NBA superstar LeBron James was asked about the case at NBA All-Star Weekend in Charlotte, and his response to journalists was simple: “I stand with Kap. I kneel with Kap. I feel like what he was talking about nobody wanted to listen to. Nobody wanted to really understand where he was coming from.” James also supported Nike, with whom he has a lifetime endorsement deal, when it featured Kaepernick heavily in its rebranded “Just Do It” campaign.

During the recent Super Bowl, Kaepernick shared pictures of celebrities and activists wearing jerseys in protest of the NFL, pledging not to watch. Whether because of those protests, that TV audience numbers across the board have trended downward, or that the game was generally regarded as a snoozefest, viewership of the Super Bowl, typically one of the most watched programs of the year, was down. In fact, over the last two years, NFL viewership in general has been down, coinciding with Kaepernick’s protest.

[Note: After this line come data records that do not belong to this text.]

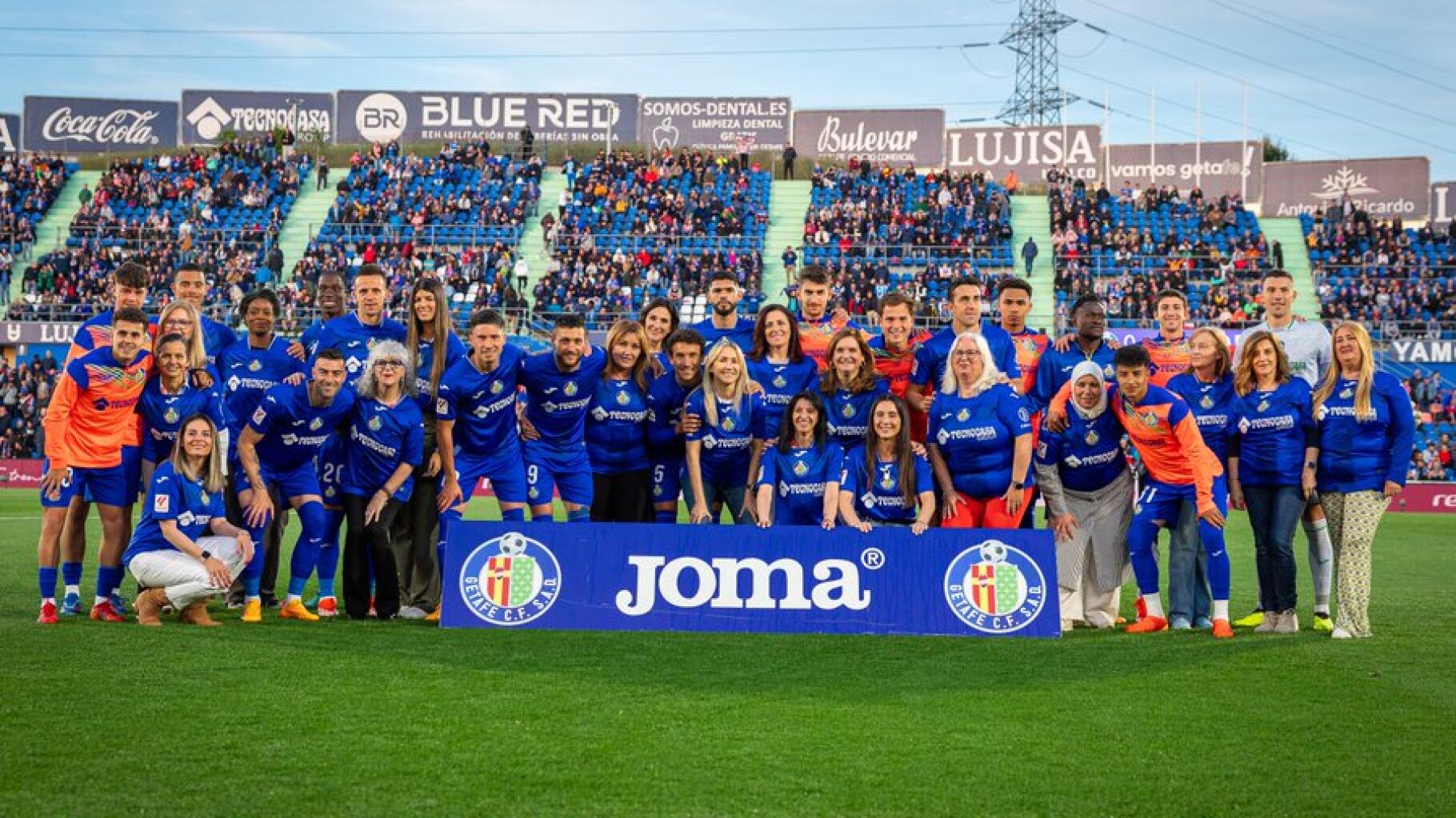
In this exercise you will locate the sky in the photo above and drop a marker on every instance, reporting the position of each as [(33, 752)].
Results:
[(1330, 79)]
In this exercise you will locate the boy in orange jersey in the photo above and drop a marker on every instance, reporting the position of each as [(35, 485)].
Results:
[(90, 420), (1180, 468)]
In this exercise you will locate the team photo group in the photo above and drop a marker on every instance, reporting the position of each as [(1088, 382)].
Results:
[(370, 436)]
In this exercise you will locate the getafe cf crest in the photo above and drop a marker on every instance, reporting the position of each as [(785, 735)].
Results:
[(994, 587), (510, 580)]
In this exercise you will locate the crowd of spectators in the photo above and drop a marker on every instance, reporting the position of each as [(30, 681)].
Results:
[(25, 392), (1398, 281), (870, 210), (1129, 245), (692, 202), (218, 207)]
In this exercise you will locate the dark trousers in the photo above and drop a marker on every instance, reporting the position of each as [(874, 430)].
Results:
[(362, 546), (1274, 513), (622, 498), (273, 539)]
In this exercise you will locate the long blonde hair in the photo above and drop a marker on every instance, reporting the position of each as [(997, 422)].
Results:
[(1244, 379), (989, 372), (195, 348), (1365, 381), (737, 390), (211, 475)]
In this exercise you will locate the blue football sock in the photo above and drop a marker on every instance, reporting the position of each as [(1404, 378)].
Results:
[(47, 575)]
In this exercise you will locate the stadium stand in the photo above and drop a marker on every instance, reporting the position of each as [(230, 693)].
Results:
[(1130, 245), (222, 209), (1398, 281)]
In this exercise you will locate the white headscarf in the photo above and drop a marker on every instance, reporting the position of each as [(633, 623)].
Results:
[(1078, 373)]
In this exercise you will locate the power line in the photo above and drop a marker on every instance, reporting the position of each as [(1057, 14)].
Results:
[(488, 32), (1270, 65), (1278, 94), (477, 56), (1333, 46)]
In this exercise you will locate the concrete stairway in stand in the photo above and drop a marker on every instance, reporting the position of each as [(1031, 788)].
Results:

Michael McCambridge, author of the book America’s Game: The Epic Story of How Football Captured a Nation told the New York Times, “The most important thing is (Kaepernick) started a really important conversation that we’ve been having for a couple of years, and the people who were willing to have that conversation have learned some things… I suspect even if Kaepernick knew how long it would take he might have done it differently. But he took a social stand and he was willing to suffer the consequences of that.”